There has been new infrastructure at Flemington and Caulfield, but knocking something down, starting again, and flipping the layout at an estimated cost of $220 million, as part of a broader reported $3 billion project, is new territory for racing.
It’s an opportunity that Lennen says will allow the MVRC to reimagine how its new facilities will be woven into the overall plan, using a blueprint established within the architectural designs of new sports stadia that try to bring fans closer to the action.
A new-look Moonee Valley and its grandstand will do that.
“Our new track and facilities will be built for today, for the way people want to experience leisure time,” Lennen said.

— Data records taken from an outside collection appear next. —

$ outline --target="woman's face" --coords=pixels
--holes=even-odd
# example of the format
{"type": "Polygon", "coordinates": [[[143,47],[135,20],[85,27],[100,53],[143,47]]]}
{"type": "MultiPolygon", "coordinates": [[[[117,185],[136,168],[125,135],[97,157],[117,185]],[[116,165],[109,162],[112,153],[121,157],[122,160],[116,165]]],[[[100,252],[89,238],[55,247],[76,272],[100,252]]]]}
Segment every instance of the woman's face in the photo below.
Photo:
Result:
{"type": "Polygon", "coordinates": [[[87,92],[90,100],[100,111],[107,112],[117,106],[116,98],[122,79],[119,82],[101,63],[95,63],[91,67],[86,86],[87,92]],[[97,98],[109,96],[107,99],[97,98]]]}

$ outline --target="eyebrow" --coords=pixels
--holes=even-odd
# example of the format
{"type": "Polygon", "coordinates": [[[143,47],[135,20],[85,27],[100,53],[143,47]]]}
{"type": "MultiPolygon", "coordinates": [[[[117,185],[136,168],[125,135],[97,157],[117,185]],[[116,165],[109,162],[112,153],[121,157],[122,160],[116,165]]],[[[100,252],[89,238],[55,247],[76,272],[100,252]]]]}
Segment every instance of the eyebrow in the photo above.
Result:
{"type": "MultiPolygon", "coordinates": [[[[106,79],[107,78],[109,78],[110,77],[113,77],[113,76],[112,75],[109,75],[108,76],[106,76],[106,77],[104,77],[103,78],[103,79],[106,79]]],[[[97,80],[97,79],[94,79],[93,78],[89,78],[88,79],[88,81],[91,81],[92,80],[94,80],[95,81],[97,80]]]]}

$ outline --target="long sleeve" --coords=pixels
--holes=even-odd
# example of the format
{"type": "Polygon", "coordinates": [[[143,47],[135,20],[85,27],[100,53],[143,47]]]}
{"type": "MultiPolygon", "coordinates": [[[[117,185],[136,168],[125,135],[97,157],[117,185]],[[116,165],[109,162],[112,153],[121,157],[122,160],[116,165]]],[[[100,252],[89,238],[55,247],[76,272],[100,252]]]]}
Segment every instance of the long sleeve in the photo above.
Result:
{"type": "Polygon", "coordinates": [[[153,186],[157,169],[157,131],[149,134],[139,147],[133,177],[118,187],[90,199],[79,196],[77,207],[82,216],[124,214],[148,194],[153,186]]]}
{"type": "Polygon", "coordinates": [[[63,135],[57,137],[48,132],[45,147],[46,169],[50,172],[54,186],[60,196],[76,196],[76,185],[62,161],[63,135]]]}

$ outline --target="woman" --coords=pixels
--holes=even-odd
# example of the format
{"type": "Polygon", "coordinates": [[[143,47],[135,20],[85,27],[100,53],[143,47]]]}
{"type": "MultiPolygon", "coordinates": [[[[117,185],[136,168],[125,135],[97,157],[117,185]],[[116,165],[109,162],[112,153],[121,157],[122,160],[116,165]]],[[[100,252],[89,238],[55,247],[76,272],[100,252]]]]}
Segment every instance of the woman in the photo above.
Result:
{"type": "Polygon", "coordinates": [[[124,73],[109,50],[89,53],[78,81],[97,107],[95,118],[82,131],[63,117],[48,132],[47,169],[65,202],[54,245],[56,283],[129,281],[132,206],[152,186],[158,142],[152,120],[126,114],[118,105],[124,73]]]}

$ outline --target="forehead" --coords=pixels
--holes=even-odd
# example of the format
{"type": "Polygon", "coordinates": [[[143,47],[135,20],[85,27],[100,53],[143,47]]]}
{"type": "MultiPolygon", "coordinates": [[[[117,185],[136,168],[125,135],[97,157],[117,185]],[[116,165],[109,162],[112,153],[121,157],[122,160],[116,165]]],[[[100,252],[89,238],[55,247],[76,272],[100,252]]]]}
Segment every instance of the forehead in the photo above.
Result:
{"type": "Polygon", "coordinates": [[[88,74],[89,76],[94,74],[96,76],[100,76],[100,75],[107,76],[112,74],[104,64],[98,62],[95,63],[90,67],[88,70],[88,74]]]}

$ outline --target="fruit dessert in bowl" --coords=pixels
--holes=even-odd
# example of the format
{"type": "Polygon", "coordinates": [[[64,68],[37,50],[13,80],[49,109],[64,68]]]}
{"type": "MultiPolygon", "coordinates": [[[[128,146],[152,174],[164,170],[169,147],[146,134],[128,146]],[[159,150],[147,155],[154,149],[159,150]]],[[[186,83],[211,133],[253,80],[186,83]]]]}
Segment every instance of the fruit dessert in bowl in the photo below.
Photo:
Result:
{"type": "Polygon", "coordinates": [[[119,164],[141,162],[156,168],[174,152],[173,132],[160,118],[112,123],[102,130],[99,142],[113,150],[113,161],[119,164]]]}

“But with the track itself, we’re 100 per cent focused on making sure that it has a lot of the great characteristics of the old track.
“Then there is the reality that a lot of racecourse infrastructure is built a long way from the racetrack. Most people think Moonee Valley is (was) close to the track and you’re on top of the track.
“We’re actually moving the new facilities about 25 metres closer to the track.
“I guess we’ve had a lot of time to think about it. We know we won’t get everything right, but we do want to make sure that we can do things with the new facility that we couldn’t do at the old.”



Despite short-term disruptions, Lennen says the club is also using the hiatus to revise and innovate racing operations.
Adjustments to scheduling, night racing, and prize money structures are under review to enhance fan engagement.
“We’re thinking about a feature race on every meeting with slightly elevated prize money to create interest,” he said.
Technology upgrades, including the two largest trackside screens in the southern hemisphere and racetrack lighting that promises to be more economical to turn on to enhance the spectator experience and bring a more stadium-like atmosphere.
“This will be a couple of years of disruption, but it will put the club in a much better position coming out of it,” he said.